Synapse Analytics excels
Synapse Analytics strengths lie in it’s unified and yet versatile tooling.
- Starting a new data platform project
- Synapse Analytics offers an unified experience creating ingestion, preparation, transformations and serving your data in one place
- Architecture with Data Lake
- Synapse Analytics’s unified tooling makes it easier to work with and explore Data Lake
- Architecture with Cosmos DB (or other future possible Synapse Link sources)
- Near-real-time analytics based on operative data sources without any manual ETL processes
- Explorative work on unknown data
- Many tools and languages in one place
- Security management in Synapse Workspace
- Instead of setting up and configuring multiple separate tools with authentications and networks between them, you have only the Synapse Analytics workspace to setup
- Possibility for both no-code and code approaches
- A suitable approach probably exists for many developers to get started
- Synapse SQL Pool as an MPP database
- Synapse SQL is a powerful database in it’s own right
What we wish to see in future updates
- While Synapse SQL Pool does pack a punch, it does require dba work and manual maintenance. Maybe more automation regarding this in the future?
- Different indexes, partitions and distributions will have an impact on performance and storage costs
- Workload management: classification, importance, isolation all need to be planned for and addressed for full scale operations
- More dynamic resource scaling
- Scaling Synapse SQL is an offline operation
- While SQL On-demand offers some exciting possibilities, it fails to deliver any database functionalities: no access to relational tables for example as it doesn’t require a SQL Pool. There are parquet backed external tables, but their performance remains to be seen
- Development in the Spark-sector as Synapse’s Spark is not on par with Databricks
- For example, one notebook locks one Spark pool
- Different runtime versions compared to Databricks
- Implementation of version control
- There’s no GIT or any other version control system support. The only way to save work is to publish, which also makes it visible to all other developers.
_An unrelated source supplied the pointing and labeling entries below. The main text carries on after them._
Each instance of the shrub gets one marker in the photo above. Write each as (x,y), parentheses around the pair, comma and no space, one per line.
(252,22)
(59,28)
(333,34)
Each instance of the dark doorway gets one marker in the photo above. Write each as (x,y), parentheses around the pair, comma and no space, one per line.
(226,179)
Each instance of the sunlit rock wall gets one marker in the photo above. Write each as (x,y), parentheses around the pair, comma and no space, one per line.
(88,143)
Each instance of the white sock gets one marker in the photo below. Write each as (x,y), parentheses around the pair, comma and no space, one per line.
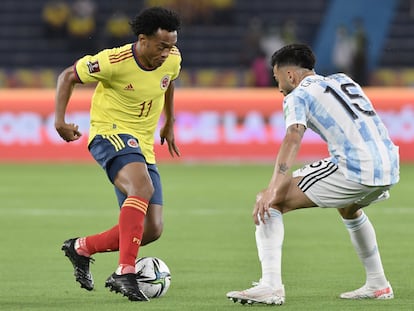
(364,240)
(269,240)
- Managing different environments without version control system requires the use of SDK or APIs, which means a lot of work to get production ready
- Getting from preview to GA
- There still are instabilities and UI issues. The usual Preview shenanigans which are hopefully taken care of before moving to general availability.
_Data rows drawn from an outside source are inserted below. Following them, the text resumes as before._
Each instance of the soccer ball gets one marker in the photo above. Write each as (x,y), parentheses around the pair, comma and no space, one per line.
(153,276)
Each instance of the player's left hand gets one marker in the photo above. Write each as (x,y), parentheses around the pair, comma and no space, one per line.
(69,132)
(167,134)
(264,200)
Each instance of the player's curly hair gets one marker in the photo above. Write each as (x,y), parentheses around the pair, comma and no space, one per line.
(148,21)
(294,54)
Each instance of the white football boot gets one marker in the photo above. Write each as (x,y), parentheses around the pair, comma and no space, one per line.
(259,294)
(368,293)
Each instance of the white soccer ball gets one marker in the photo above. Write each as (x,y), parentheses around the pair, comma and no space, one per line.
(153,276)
In conclusion, Synapse Analytics’s vision is a great one: unified tool and experience to create almost everything you require in Azure to get your data from a data source to a published report. At the moment, there are some drawbacks as the whole workspace experience is still in preview, of which the lack of version control is definitely not the smallest.
At this point, we haven’t made any performance analysis and it is too early to say, if Synapse Analytics can really be a silver bullet for combining data pipelines, warehousing and analytics. In addition to performance, some key unique features are somewhat handicapped at this point: for example you can only connect to one Power BI Workspace. The vision is definitely there, and we will be anxiously waiting for future updates.